The results of the above studies suggest that practitioners should proceed with extreme caution when combining biologics (Genovese et al 2004; Weinblatt et al 2006, 2007). Importantly, however, none of these studies appeared to include patients treated with rituximab. This is a particularly difficult matter, because the clinical and biological effect of a single course of rituximab can last six months or longer (Edwards et al 2004; Cohen et al 2006; Emery et al 2006; Leandro et al 2006). Genovese and colleagues (2006) presented data at the 2006 ACR conference showing that of 78 patients who received TNF inhibitor therapy following a course of rituximab, the rate of serious infections was 7.62 per 100 person-years after the TNF inhibitors were started, compared with 5.23 per 100 person-years prior to the TNF inhibitor course. These differences were not statistically significant, as they were based upon a total of seven events. However, details of the patient’s B-cell levels were not provided, except that they were said to be below the normal limits in all of the patients (Genovese et al 2006). Clearly, more studies are required regarding the safety of biologics following a treatment course of rituximab before any recommendations can be offered.

Biologics are routinely used in adult and pediatric arthritis.
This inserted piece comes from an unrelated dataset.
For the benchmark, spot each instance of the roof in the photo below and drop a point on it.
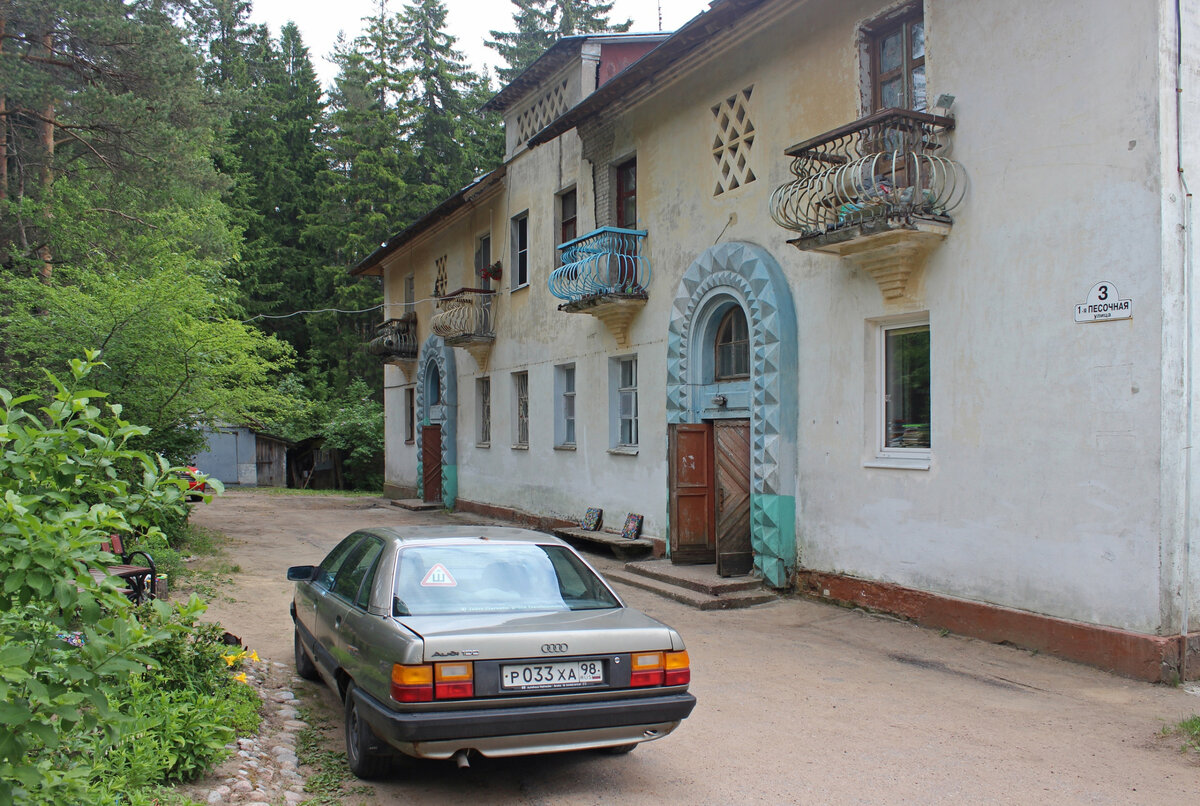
(550, 61)
(642, 76)
(466, 197)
Overall, they have been remarkably effective, changing the outlook for a generation of patients afflicted with these disorders. Most of the studies on biologics have focused on TNF inhibitors, but emerging evidence, particularly in adults, has suggested that other therapies may be effective as well, even in patients who have failed TNF inhibitors (Genovese et al 2005; Cohen et al 2006). Aside from the TNF inhibitors, there is minimal published pediatric data for these therapies, although anakinra and tocilizumab have both shown promise in the population of children with SOJIA (Pascual et al 2005; Woo et al 2005; Yokota et al 2008) and unpublished data suggests that abatacept may be effective JIA (Lovell et al 2006c).
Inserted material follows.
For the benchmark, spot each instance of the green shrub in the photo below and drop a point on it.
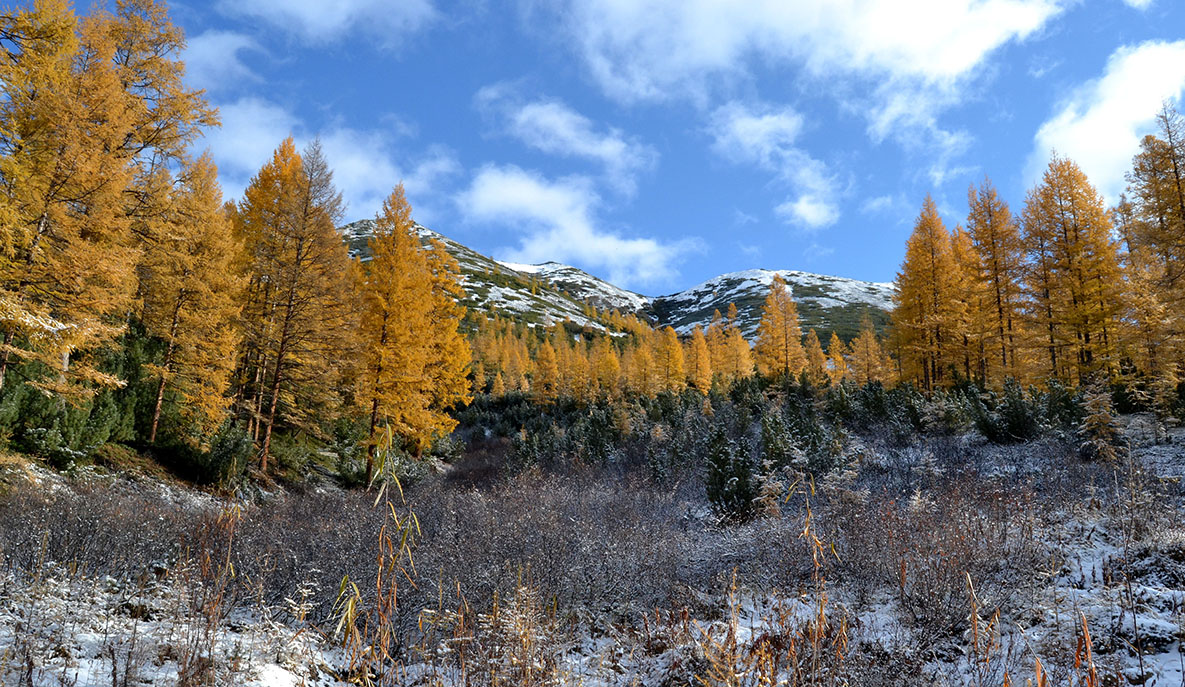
(730, 482)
As expected, safety has emerged as an important consideration in the use of biologic therapy. Overall, the randomized trials have generally shown these therapies to be well-tolerated, but the limitations of these studies, including their small size, relatively short duration of follow-up, and exclusion of patients who may be at greater risk of complications, limits their generalizability, and thus, post-marketing data assumes a particularly important role in their ongoing evaluation (Pincus and Stein 1997). Here again, the biologics have generally been found to be well-tolerated; however, rare and occasionally irreversible or even lethal side effects have emerged in adults and even rarely in children; moreover, the absence of specific safety signals for some of these therapies, particularly in pediatrics, can hardly be taken of evidence of safety and tolerability given the dearth of pediatric data.
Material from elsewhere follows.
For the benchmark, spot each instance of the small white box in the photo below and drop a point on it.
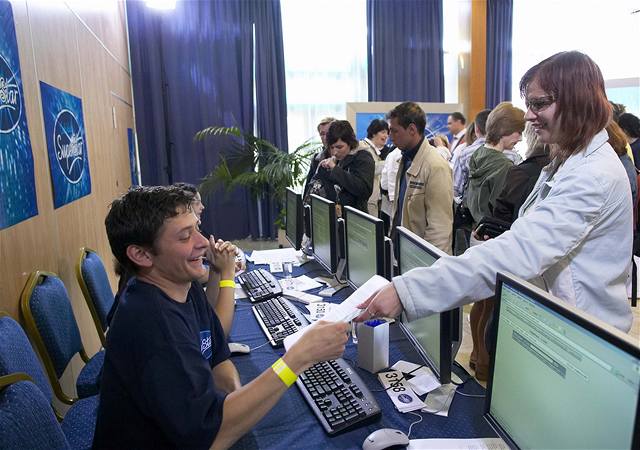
(373, 345)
A limitation of all biologics is that success is measured in improvement from baseline; remission is rarely a reported outcome in studies. This has tempted rheumatologists to combine two or more biologics, hoping for an additive effect; unfortunately, the limited data published to date has shown minimal benefit with increased harms from this approach (Genovese et al 2004; Weinblatt et al 2006, 2007). Potential risks or benefits of biologics use following a course of rituximab are largely unknown.

Conclusion

As a group, biologics clearly have a place in the management of adult arthritis. Pediatric data is limited, and further studies are needed. In the meantime, pediatric rheumatologists will continue to learn important safety and efficacy lessons from the adult rheumatology experience.